Fundamentals and fast track to listing
Yushu has moved quickly. Accepted for review on March 20, the company completed two rounds of inquiry in just 66 days and is now headed for a listing committee meeting. The numbers are eye‑catching: Yushu reported over 5,500 humanoid shipments in 2025, revenue of RMB 1.708 billion and adjusted net profit of RMB 600 million, with rapid year‑on‑year growth. The firm’s backers read like a who’s who of China’s venture ecosystem — Shunwei, Sequoia, Matrix, Tencent, Meituan and Alibaba — and the company reached a post‑money valuation of about RMB 12 billion after a RMB 700 million C round.
Sector context and geopolitical backdrop
The surge is not happening in a vacuum. IDC data show global humanoid shipments jumped about 508% in 2025 to roughly 18,000 units, with sales near $440 million, and China is widely viewed as the engine of that growth; domestic market forecasts put 2026 sales near $1.3 billion. Capital flooded the sector in 2025 — reportedly RMB 73.5 billion across hundreds of deals — as Beijing’s push for advanced robotics and AI dovetails with broader tech‑sovereignty ambitions amid US‑China competition and export controls. Still, froth and fundamentals are different things.
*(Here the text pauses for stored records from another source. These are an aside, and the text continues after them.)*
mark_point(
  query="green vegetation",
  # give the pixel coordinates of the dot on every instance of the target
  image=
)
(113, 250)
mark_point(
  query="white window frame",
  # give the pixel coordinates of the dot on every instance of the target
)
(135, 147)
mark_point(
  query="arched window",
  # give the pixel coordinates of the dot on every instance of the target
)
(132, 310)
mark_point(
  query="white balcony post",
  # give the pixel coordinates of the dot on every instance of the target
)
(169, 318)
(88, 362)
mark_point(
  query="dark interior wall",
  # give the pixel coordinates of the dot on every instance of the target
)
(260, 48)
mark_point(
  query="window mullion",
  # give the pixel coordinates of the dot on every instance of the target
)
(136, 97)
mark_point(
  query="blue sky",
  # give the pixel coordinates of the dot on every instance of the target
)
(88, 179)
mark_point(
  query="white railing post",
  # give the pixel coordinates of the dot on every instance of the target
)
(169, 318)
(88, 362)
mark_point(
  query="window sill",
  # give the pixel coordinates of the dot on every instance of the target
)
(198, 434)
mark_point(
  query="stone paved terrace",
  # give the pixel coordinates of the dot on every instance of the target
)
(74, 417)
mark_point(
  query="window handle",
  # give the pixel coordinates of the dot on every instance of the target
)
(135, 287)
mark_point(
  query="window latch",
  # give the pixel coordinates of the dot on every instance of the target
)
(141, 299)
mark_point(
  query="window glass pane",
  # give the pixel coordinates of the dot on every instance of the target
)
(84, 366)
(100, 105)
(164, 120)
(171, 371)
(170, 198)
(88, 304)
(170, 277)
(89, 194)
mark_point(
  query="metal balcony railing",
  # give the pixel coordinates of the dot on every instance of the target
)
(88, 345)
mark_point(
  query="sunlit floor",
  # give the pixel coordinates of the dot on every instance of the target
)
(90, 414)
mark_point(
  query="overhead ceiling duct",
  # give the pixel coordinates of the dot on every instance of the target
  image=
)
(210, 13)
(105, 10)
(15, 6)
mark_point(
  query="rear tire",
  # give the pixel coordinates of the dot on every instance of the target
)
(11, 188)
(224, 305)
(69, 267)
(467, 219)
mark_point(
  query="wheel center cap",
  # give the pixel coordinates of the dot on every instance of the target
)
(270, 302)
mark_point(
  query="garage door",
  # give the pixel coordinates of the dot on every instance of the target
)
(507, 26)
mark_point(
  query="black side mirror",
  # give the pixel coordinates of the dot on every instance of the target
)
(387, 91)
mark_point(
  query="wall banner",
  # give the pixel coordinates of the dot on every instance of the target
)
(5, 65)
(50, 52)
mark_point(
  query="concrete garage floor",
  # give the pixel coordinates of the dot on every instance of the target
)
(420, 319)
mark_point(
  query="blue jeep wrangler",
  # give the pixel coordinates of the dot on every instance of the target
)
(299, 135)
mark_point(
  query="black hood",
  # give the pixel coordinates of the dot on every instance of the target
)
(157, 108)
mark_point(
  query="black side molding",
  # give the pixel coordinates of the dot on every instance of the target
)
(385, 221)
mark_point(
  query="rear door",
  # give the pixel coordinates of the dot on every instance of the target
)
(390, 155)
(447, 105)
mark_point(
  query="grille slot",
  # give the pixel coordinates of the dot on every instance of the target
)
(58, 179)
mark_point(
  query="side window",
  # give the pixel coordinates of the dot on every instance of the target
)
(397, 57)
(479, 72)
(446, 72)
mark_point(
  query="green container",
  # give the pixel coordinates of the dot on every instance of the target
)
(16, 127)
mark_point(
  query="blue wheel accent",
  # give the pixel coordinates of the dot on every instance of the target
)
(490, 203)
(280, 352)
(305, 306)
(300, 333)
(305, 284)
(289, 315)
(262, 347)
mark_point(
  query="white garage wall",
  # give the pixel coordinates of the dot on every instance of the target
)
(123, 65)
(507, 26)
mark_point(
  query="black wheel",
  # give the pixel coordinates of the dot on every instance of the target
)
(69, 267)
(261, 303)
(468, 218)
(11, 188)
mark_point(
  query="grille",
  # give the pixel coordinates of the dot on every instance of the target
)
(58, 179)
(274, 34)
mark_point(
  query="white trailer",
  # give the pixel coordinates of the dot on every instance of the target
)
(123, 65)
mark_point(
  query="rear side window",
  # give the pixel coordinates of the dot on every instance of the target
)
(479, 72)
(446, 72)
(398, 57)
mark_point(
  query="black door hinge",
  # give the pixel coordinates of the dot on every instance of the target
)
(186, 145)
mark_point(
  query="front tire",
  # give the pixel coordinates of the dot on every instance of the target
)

The founder’s arc and the sober question for investors
Yushu’s origin story is strikingly ordinary-turned‑extraordinary. Founder Wang Xingxing (王兴兴), born 1990 in Zhejiang, built low‑cost electric‑drive robots after early work on XDog and a brief stint at DJI, launching Yushu in a 50‑sqm office in 2016. The company’s H1 humanoid freestyled on the 2025 Spring Festival Gala and on the IPO‑announcement day unveiled a WVLA2.0 embodiment model and a G1 meeting‑room demo that performed autonomous tidying tasks. Impressive? Yes. But will that translate into sustained industrial and consumer adoption — or just another headline that fuels short‑term concept bets? Investors would do well to ask: is this the next Mooleader boom, or something more measured and long term?